I’ve picked a nice example for myself in strep throat here. Certainly there are many other conditions that can’t be reliably diagnosed or treated (Lyme Disease? Long COVID?). And my pitching comparison is even less favorable – I’m sure many pitching students are incorrectly diagnosed, or fail to improve despite reasonable instruction.
But I struggle to come up with any diagnoses and prescriptions in the math education world that are as widely applicable and effective as the “kinetic chain” theory baseball coaches use to instruct pitchers. The pitching motion is complex. Each pitcher has a different body and different athletic experiences. And yet the theory can be applied to everyone: an expert coach can diagnose deviations from the ideal quickly and suggest exercises that will help the student achieve it.
In my world, a student may arrive with a 580 SAT score, but it’s going to take me a long time to figure out why he’s getting that score – which problem types he’s missing, which test strategies he’s not applying. Once I have enough context, I can suggest exercises that are very likely to work. If asked, I can point to various pedagogical principles that support those exercises:
Why it’s good to answer lots of questions, preferably without multiple choice (retrieval)
Why it’s crucial to focus on questions at your level (chunking, cognitive load, Zone of Proximal Development)
Why practicing many topics at once is better than practicing one at a time (blocked practice is bad; spaced repetition and interleaving are good)

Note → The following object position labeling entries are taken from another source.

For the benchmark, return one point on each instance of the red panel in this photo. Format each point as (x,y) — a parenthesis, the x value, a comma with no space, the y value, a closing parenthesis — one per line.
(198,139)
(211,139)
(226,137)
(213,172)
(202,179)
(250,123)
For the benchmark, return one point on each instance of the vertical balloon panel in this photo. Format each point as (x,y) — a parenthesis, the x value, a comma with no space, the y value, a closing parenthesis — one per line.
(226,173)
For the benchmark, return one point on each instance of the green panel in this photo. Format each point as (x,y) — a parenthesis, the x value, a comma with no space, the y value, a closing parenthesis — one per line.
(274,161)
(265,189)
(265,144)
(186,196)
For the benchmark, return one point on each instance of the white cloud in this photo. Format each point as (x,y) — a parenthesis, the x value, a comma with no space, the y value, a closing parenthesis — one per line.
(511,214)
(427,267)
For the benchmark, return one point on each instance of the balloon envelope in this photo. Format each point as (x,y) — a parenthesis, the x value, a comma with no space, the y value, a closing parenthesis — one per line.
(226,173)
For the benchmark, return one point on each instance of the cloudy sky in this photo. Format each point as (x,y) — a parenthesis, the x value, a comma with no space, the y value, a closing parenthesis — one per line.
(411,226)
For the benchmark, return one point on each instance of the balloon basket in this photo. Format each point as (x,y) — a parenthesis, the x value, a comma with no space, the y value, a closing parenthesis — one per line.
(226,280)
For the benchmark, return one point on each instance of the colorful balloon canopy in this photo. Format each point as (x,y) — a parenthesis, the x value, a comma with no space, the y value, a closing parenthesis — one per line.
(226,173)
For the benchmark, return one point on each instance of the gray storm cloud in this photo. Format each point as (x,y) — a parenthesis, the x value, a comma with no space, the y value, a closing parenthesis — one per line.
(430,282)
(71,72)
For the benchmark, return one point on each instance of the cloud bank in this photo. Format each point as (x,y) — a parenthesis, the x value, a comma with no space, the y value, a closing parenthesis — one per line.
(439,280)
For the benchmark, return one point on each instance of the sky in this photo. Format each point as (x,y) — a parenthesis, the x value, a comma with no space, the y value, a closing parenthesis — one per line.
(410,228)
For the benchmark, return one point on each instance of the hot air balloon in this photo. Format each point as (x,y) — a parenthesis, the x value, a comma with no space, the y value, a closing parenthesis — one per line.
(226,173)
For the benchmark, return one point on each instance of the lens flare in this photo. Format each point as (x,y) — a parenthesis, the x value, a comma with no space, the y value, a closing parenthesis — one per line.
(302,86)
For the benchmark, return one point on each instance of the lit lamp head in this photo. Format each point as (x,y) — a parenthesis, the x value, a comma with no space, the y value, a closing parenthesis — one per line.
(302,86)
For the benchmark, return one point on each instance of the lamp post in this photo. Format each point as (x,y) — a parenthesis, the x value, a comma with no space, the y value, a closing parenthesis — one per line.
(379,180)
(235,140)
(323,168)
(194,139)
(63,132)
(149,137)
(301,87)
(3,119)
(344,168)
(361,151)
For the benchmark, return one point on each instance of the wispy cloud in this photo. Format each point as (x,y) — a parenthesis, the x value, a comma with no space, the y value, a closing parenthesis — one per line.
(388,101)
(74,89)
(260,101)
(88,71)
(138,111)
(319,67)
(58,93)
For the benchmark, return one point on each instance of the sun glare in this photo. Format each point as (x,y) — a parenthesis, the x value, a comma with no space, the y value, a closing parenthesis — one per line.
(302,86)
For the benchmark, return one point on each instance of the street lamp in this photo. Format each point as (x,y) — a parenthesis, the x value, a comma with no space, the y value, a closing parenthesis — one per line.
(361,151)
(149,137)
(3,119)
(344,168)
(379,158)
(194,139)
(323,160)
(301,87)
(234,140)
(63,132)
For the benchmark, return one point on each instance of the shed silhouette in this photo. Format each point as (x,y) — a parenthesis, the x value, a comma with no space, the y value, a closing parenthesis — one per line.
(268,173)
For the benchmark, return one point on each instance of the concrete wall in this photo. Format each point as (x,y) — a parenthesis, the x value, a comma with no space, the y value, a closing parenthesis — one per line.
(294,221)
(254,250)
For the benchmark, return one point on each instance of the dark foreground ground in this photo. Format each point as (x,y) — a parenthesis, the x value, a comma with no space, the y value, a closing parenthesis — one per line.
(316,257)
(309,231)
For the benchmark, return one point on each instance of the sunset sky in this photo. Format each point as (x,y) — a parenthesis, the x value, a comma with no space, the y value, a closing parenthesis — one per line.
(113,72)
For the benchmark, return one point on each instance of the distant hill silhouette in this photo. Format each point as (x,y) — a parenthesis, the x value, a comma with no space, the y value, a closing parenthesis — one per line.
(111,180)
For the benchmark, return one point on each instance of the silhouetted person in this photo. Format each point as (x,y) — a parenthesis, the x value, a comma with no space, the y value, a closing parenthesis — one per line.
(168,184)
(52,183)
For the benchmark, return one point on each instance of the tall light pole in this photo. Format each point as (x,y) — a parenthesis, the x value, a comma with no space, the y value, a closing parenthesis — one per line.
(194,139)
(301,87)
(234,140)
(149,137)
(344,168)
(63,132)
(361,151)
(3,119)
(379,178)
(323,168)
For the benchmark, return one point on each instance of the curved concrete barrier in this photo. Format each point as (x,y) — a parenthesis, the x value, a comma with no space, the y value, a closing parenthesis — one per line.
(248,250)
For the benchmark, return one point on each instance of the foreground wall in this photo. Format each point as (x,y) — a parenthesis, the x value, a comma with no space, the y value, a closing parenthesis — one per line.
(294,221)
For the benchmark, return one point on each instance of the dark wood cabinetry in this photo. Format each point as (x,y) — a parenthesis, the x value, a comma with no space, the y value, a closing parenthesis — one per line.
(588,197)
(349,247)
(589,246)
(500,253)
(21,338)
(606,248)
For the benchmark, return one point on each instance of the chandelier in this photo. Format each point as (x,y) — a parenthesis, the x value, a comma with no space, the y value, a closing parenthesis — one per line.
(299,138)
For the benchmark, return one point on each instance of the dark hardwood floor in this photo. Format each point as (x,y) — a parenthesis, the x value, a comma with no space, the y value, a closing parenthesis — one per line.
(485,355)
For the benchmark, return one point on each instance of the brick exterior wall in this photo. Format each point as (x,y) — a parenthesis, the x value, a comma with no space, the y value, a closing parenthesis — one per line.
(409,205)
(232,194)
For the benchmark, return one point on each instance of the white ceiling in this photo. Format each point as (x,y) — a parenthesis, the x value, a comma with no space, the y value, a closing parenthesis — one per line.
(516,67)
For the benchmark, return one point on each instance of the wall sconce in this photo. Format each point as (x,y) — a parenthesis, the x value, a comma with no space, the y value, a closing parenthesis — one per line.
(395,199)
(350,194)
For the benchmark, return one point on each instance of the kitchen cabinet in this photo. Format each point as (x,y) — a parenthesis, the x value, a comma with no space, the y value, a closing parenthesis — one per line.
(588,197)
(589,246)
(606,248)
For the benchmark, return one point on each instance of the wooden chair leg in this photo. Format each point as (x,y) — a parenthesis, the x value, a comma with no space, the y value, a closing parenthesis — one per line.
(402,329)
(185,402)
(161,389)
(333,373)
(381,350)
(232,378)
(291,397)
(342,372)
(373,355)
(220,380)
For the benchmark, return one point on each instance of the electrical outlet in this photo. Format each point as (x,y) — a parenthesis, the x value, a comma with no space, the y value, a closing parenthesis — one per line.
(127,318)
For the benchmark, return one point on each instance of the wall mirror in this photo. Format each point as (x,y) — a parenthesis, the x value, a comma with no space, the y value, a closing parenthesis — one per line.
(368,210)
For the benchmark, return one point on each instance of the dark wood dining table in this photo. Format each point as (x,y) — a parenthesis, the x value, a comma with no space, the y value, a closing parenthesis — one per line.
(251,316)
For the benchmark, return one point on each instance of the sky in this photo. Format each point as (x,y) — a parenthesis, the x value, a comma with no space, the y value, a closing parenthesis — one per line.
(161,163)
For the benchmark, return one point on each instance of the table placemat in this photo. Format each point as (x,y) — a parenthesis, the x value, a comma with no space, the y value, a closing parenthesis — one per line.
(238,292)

I can even track down the scientific studies that prove those principles are correct. And I can also share my own results, along with probabilities and anecdotes. We are no longer in Feynman’s position of having “very little information” about the “better way” to teach math.
But it feels so much more complicated and bespoke than the three examples I provided earlier. If my SAT student needs help with linear equations, I can’t say, “This is the ideal path students follow when learning how to solve linear equations. I can see you are at this point of the path, or deviating from the path in the following way, and therefore I will use this proven method to help you reach your destination.”

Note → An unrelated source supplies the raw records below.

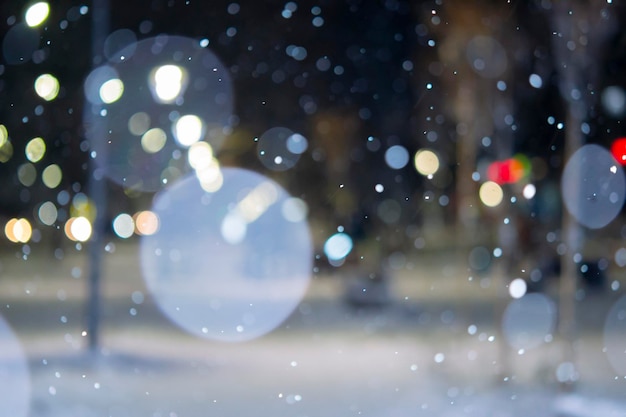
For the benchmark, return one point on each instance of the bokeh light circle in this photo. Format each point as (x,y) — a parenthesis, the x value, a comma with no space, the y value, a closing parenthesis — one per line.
(167,87)
(426,162)
(279,149)
(615,336)
(491,194)
(614,100)
(226,265)
(338,246)
(15,384)
(528,321)
(593,186)
(397,157)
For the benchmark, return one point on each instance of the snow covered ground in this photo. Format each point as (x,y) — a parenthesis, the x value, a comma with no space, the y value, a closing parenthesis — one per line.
(436,350)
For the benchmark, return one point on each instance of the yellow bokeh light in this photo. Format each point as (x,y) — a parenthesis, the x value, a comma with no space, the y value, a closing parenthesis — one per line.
(491,194)
(8,230)
(4,135)
(18,230)
(6,152)
(27,174)
(47,87)
(37,14)
(426,162)
(78,229)
(146,223)
(124,225)
(153,140)
(188,130)
(200,155)
(111,90)
(35,149)
(167,82)
(52,176)
(48,213)
(139,123)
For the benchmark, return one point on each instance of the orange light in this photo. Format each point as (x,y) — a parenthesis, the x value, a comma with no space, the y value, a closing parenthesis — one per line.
(618,150)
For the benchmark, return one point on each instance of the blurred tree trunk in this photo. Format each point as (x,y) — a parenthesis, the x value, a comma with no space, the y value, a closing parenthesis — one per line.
(97,190)
(580,30)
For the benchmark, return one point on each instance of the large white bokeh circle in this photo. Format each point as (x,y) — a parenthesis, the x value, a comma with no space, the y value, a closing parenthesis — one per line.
(528,320)
(227,265)
(15,386)
(593,186)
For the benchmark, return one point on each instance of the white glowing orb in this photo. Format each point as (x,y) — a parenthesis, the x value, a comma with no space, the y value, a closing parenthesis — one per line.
(517,288)
(593,186)
(153,140)
(188,130)
(295,210)
(226,265)
(47,87)
(81,229)
(37,13)
(111,90)
(167,82)
(529,321)
(614,100)
(338,246)
(171,94)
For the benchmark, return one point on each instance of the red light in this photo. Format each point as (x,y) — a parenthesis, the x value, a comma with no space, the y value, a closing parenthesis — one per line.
(508,171)
(618,149)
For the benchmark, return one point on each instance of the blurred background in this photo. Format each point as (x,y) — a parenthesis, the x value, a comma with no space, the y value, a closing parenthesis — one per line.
(381,208)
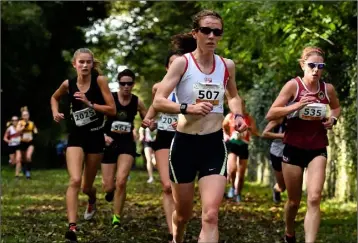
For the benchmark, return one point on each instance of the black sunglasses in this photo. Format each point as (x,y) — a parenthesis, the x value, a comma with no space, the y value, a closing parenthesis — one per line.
(208,30)
(313,65)
(126,83)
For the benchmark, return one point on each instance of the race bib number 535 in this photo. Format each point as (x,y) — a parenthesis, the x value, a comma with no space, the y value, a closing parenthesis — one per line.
(84,117)
(313,112)
(121,127)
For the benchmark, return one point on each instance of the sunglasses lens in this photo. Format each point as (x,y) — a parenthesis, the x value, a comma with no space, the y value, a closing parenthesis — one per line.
(217,32)
(311,65)
(205,30)
(126,83)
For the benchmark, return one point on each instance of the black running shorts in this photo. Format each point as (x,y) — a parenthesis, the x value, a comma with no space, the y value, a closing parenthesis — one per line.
(13,149)
(301,157)
(276,162)
(25,145)
(197,154)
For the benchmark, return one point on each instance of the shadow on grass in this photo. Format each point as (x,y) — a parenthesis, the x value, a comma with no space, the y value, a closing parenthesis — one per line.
(34,211)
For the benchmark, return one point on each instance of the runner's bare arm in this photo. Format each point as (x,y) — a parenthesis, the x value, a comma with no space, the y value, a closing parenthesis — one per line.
(110,107)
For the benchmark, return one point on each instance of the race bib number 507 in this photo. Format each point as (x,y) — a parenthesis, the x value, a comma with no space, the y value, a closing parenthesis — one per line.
(209,92)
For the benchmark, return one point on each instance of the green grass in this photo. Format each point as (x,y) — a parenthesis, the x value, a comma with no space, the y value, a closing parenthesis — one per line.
(34,211)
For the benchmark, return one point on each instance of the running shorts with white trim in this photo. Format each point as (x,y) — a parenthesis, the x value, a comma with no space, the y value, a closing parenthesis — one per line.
(301,157)
(197,154)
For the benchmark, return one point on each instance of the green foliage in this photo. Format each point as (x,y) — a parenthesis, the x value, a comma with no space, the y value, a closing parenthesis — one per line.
(39,207)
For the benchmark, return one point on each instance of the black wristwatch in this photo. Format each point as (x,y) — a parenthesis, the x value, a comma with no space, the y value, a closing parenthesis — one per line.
(183,108)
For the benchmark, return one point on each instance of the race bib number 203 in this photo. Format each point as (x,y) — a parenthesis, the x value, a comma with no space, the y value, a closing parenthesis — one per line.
(84,117)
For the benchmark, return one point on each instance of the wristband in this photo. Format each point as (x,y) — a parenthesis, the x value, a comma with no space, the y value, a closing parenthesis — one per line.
(183,108)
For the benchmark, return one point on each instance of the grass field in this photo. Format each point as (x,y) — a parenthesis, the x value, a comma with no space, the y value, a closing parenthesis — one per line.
(34,211)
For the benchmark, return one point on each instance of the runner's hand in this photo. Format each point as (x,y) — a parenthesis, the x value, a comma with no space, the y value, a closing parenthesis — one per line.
(240,124)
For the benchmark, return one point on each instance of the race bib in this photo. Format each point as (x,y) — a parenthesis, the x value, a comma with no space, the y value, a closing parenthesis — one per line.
(121,127)
(27,136)
(209,92)
(165,122)
(17,140)
(313,112)
(84,117)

After a tutoring session, I was talking to the student’s father, and I happened to notice a book on his shelf by William Osler. My Dad had frequently spoken to me about Osler, a Canadian physician who was one of the “Big Four” founders of the medical school at Johns Hopkins, and I mentioned that it seemed like education was in a similar spot today – some things work (like washing your hands back then), a lot of things don’t (like prescribing cocaine and ‘laudanum’). He laughed and said that he envied me. I was pretty surprised. He was a very successful and highly respected doctor – I believe he actually wrote some of the questions for one of the medical board exams. Why would he envy me?
“We have so many answers now,” he said. “There’s no room for experimentation or finding your own solutions.” True, you could be a researcher, but that would probably mean focusing on one question for a very long time. A clinical physician, seeing one patient after the next, rarely has the freedom to adopt his own course of treatment, let alone discover new diseases or invent novel cures.

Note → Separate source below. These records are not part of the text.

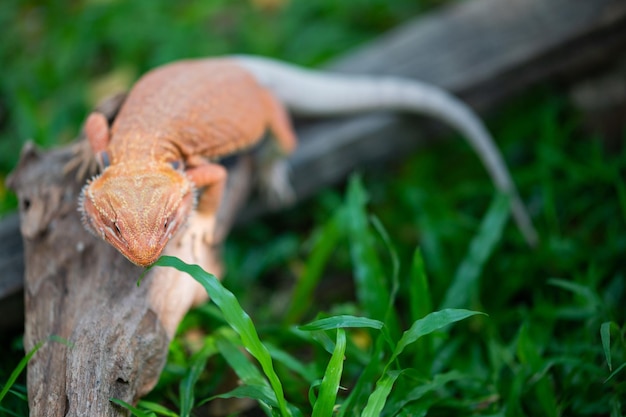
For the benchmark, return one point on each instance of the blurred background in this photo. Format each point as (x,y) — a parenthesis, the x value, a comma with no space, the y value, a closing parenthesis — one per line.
(539,353)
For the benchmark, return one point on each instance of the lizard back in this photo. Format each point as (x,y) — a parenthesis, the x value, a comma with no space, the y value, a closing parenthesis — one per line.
(211,108)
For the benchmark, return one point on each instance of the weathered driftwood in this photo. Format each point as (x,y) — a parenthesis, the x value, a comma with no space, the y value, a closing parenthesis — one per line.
(79,288)
(483,50)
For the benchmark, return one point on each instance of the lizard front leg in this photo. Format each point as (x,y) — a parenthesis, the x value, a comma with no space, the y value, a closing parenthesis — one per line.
(211,179)
(274,170)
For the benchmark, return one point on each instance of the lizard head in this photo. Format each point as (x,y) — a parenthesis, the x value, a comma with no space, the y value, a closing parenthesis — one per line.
(137,209)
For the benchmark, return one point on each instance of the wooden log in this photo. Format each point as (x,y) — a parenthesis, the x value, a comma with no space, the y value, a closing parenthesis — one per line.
(79,288)
(484,50)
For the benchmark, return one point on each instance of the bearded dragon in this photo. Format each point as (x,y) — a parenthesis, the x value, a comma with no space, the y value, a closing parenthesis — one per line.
(180,119)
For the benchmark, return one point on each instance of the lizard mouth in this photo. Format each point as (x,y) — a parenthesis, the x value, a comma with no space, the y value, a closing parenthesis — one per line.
(137,214)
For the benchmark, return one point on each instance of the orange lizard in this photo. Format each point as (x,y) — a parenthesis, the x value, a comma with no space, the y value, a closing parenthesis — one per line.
(180,119)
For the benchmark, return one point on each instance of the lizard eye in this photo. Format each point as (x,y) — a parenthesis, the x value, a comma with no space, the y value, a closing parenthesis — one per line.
(117,228)
(103,159)
(176,165)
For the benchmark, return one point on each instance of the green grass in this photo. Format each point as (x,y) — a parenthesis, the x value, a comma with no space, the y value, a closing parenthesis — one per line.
(348,295)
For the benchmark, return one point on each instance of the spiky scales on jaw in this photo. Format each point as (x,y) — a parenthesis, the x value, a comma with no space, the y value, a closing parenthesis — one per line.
(196,111)
(140,211)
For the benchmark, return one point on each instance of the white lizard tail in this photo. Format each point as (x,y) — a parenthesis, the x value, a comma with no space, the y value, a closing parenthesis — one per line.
(321,93)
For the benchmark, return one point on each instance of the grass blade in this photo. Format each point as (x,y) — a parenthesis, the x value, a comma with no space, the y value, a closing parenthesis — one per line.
(429,324)
(377,400)
(337,322)
(18,369)
(237,318)
(371,288)
(306,371)
(605,335)
(243,367)
(134,410)
(419,291)
(261,393)
(187,384)
(465,281)
(303,292)
(332,377)
(157,408)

On the other hand, we tutors get to create our own materials, our own methods, our own explanations, even our own adaptive math practice tools! It’s frustrating that education isn’t a science, but it’s also an opportunity for us. Maybe education is a little behind other fields, but we are the ones who get the chance to push it forward.
Your doctor friend is lucky to work in a profession that at least attempts to be based on evidence. So much of education is dominated by grifters who promote ideas that lack evidence. Education is stuck in the days of laundanum.
Fortunately, we have excellent tutors like you to save students who are failed by education fads.
I love how you frame the challenges we educators face as an opportunity to appreciate.